I really do learn things when I screw up. Today’s lesson: Read the damn pattern first!
We should have these little talks more often.
With a mere 3-5 inches to go to complete Clapotis, I ran out of yarn. Now the beauty of Clapotis is that I could just rip back and begin the decrease rows sooner. A few inches in length wouldn’t make that much difference. Am I going to do that? Uh, no. I took the cowards way out and ordered one more skein of the yarn (and enough to make another in the pretty pink colorway) from Paradise Fibers. I had really wanted it to be ready for Saturday night, opening night of SXSW Interactive, but it won’t happen either way. The yarn won’t arrive until SXSW is a memory and there’s no time in my schedule to rip and reknit before the conference begins. Not to mention that this is probably my last opportunity to even wear it this season. The weekend is supposed to see daytime temps in the 80′s. Evenings get a bit cooler – upper 40′s – perfect "Clap" weather. So I still excited about the conference, it’s my big thing every year, but I will have to attend sans Clapotis. *sigh*
Did anyone else catch the shots from Mexico Fashion Week for Fall/Winter 2005? I like to see runway designs, even though they are usually way over the top as far as what normal people would be caught dead in, but it’s interesting as a fiber crafter, to be able to take away from these shows ideas on trends and concepts that you can apply towards your own creations and let the high dollar designers take all the risks. There are a bunch of knitted items in this show, now many are just silly, but I am impressed with the percentage of knit stuff and a couple have interesting features that could be incorporated into otherwise ordinary knitting. Anyone else find inspiration here?

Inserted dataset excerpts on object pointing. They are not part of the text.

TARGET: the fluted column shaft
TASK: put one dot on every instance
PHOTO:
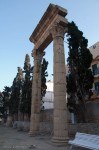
(36, 93)
(60, 108)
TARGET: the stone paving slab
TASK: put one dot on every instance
(11, 139)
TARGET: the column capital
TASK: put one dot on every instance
(58, 31)
(37, 54)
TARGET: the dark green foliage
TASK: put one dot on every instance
(25, 105)
(6, 99)
(80, 78)
(44, 74)
(15, 96)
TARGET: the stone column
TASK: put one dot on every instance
(36, 93)
(60, 109)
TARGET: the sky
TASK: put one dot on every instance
(18, 19)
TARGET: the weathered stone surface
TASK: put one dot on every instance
(52, 26)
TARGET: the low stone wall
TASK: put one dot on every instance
(91, 128)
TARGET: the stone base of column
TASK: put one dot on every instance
(60, 140)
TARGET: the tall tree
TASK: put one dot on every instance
(80, 78)
(25, 106)
(44, 74)
(6, 100)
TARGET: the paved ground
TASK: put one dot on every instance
(11, 139)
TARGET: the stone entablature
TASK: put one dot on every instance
(52, 26)
(41, 36)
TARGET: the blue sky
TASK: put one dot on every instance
(18, 19)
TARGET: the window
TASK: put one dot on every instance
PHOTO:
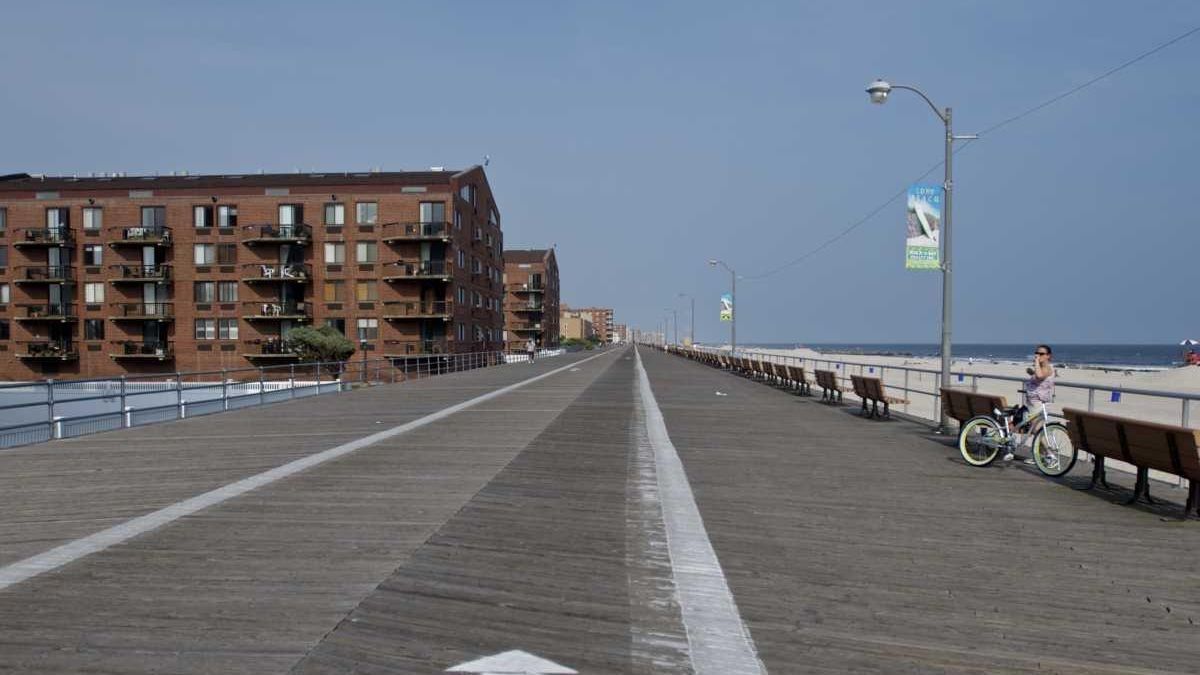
(227, 328)
(154, 216)
(202, 216)
(204, 254)
(93, 219)
(205, 329)
(291, 214)
(93, 329)
(366, 213)
(369, 328)
(58, 217)
(335, 214)
(227, 254)
(433, 211)
(227, 216)
(227, 291)
(366, 291)
(94, 293)
(335, 254)
(203, 291)
(367, 251)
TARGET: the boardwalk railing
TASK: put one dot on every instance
(35, 412)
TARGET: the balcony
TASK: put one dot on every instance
(46, 237)
(297, 233)
(417, 232)
(259, 272)
(413, 347)
(144, 351)
(403, 270)
(142, 274)
(143, 311)
(526, 287)
(43, 274)
(276, 310)
(48, 350)
(141, 236)
(60, 312)
(271, 348)
(396, 310)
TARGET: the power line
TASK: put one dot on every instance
(989, 130)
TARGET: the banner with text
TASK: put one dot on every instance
(924, 227)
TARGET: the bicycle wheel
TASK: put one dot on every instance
(1053, 451)
(979, 441)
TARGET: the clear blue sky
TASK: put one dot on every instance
(643, 138)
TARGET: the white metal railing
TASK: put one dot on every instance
(47, 410)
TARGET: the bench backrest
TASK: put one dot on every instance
(1150, 444)
(965, 404)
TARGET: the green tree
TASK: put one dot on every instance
(324, 344)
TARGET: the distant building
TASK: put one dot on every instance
(601, 318)
(531, 298)
(120, 275)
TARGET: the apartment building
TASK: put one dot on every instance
(601, 321)
(112, 275)
(531, 299)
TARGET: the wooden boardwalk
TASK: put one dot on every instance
(531, 521)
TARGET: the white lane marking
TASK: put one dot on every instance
(719, 640)
(71, 551)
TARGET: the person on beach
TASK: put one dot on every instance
(1038, 389)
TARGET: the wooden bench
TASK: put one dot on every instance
(831, 389)
(1145, 444)
(964, 404)
(871, 389)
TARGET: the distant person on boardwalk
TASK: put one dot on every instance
(1038, 388)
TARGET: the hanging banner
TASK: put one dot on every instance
(924, 227)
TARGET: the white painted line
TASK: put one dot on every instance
(719, 640)
(71, 551)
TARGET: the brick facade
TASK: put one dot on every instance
(179, 251)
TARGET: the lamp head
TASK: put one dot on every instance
(879, 91)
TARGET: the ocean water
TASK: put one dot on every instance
(1080, 356)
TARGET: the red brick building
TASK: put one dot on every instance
(531, 299)
(111, 275)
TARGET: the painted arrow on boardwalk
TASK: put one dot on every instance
(514, 662)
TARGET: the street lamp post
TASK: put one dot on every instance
(691, 316)
(733, 298)
(879, 91)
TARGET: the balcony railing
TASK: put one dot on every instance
(46, 237)
(298, 233)
(419, 269)
(143, 311)
(48, 350)
(154, 351)
(276, 310)
(415, 231)
(411, 347)
(142, 234)
(43, 274)
(60, 311)
(143, 273)
(259, 272)
(417, 309)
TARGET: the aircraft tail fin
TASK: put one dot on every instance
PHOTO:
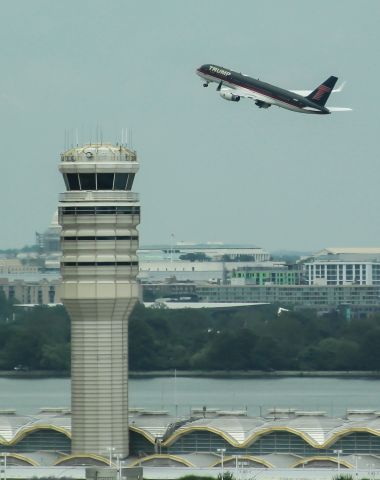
(340, 109)
(322, 93)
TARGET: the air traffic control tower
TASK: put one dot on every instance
(99, 215)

There seem to be a lot of articles in the news lately about knitting (okay, I subscribe to Google News Alerts about knitting articles) and they keep referring to the "current trend or craze for knitting". Um, I have been knitting since 1968. I have never considered myself a slave to fashion. I don’t typically flow with the popular tides. I think by labeling the resurgence in the popularity of knitting as a "trend or fad", they dimenish the knitters who; a) have knitted for a long time, trends or not, b) become accomplished knitters and designers, c) enjoy the activity as a hobby or pastime just like any other hobby. It just sounds dismissive of the craft as a serious personal pursuit.
The great thing about knitting (and crocheting) being popular again, is that there are bigger selections of yarns and patterns and there is typically more energy poured into the activity (i.e. more classes) AND more knitters and bloggers with whom to share our passion. According to the Craft Yarn Council of America, of the 38 million knitters in the US, 4 million of them learned last year! Yes, it is popular, but I don’t like the media proclaiming that we’re all doing it because Julia Roberts is doing it. There are plenty of new knitters who may not stick with it as time goes by, so I’d like to ride the wave of myriad yarn vendors to choose from and the explosion of knitting design magazines being offered while it’s "hot". I will still knit when it’s not "hot", just like I did before.